GitHub Desktop: Power Hour
Research Data Management, Amsterdam UMC
1 Preamble
This material is a pilot workshop introducing GitHub Desktop for researchers at Amsterdam UMC. It is partly based on material produced by TIB Hannover. The workshop is a compact, essentials-only session designed for students or researchers with zero familiarity with git/GitHub, but some familiarity with R. You can view the source material on the corresponding repository.
2 Version control
In this workshop you will be learning how to use GitHub Desktop. This is a point-and-click application that will allow you to use version control. Version control is a way of managing changes to code, in our case, R code. Once you’ve mastered the basics of version control using GitHub Desktop, you will be better able to track changes to your own code, revert to old versions of your scripts, collaborate with others, and avoid the worry of losing your work. At the very least, by the end of this session, you will never again have to use the classic (but deeply shameful) academic file naming system for your R scripts.
Rather than getting lost in a sea of nearly-identical files with different names (or even worse, only retaining the latest version) we can use version control. Version control tools start with a base version of a file – in this case, an R script – and then record any changes you make to the script as you go along. This could be deleting old code, editing existing code, or writing new code. At any point, you can revert to an old version or compare two different versions to assess what the differences are between these ‘snapshots’ of the same R script. In Git terminology, these snapshots are called commits.

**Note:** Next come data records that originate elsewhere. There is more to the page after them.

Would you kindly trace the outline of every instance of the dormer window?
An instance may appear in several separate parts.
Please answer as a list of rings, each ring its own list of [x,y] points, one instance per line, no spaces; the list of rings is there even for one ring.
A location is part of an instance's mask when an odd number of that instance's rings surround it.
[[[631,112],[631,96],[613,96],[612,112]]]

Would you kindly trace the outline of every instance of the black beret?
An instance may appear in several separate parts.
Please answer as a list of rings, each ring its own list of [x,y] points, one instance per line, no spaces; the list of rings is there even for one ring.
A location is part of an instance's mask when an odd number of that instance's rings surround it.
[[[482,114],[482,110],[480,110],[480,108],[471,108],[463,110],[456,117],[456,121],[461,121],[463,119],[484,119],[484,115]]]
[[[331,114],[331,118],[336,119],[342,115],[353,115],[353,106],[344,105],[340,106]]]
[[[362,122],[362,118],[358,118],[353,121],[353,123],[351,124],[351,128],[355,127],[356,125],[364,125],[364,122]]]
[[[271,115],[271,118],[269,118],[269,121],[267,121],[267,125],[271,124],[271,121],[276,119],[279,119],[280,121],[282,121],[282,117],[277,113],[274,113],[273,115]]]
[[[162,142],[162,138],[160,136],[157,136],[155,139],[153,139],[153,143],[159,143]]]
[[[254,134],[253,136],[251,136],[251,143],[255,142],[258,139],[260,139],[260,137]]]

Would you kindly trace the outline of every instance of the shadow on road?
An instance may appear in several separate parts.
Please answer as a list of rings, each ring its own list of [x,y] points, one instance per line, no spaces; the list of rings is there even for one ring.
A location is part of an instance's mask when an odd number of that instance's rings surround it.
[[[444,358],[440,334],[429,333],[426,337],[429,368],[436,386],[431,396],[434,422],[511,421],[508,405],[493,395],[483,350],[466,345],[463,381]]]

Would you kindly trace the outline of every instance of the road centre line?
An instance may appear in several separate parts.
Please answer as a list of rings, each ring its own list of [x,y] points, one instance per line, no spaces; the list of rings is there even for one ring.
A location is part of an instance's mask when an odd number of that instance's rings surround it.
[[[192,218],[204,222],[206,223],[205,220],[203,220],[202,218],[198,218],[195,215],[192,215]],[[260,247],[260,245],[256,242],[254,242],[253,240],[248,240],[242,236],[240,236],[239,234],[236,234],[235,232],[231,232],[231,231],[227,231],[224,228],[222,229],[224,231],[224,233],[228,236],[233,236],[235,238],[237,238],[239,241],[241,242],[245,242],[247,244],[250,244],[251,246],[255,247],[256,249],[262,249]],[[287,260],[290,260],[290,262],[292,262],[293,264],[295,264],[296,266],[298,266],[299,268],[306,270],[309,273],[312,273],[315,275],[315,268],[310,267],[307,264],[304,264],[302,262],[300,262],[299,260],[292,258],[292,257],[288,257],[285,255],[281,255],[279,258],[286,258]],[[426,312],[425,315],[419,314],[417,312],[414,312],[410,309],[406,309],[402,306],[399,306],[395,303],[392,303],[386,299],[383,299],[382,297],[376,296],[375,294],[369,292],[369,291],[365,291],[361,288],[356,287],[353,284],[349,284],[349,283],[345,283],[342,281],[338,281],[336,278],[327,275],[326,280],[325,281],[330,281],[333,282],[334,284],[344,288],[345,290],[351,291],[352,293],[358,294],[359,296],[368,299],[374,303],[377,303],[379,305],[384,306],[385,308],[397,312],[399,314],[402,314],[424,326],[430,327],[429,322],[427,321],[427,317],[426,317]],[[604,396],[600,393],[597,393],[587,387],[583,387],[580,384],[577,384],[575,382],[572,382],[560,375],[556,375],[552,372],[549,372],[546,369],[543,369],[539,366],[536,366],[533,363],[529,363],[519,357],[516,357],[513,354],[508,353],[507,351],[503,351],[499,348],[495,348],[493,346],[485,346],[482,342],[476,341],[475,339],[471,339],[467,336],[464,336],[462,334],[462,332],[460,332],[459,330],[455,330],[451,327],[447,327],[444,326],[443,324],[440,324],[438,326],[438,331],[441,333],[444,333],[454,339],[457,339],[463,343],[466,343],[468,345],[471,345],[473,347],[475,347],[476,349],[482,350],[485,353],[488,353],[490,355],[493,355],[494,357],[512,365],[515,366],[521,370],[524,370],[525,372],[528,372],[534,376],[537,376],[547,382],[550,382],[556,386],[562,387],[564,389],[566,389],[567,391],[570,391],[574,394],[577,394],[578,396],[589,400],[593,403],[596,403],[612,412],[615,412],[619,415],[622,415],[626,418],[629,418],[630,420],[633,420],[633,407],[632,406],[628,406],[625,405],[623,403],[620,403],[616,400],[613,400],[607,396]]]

Two (or more) collaborators can also independently make different changes to the same R script without worrying about overwriting what one another are doing. Along the way, each change to the script can be given a short description (e.g., “Recode age variable”) that helps you differentiate between different snapshots (i.e., commits)
And then later on, the two different versions can be merged into the same base R script.
Used properly, it is impossible to permanently lose work with version control. You will never have to frantically search through Outlook for an R script that you emailed to yourself, or frantically try and ‘restore previous version’ within Windows. Version control takes care of this for you!
Self-questions
Imagine you have 5 co-authors on a paper. How would you manage the changes and comments they make to your paper? If you use Microsoft Word, what happens if you accept changes made using the Track Changes option? Do you have a history of those changes?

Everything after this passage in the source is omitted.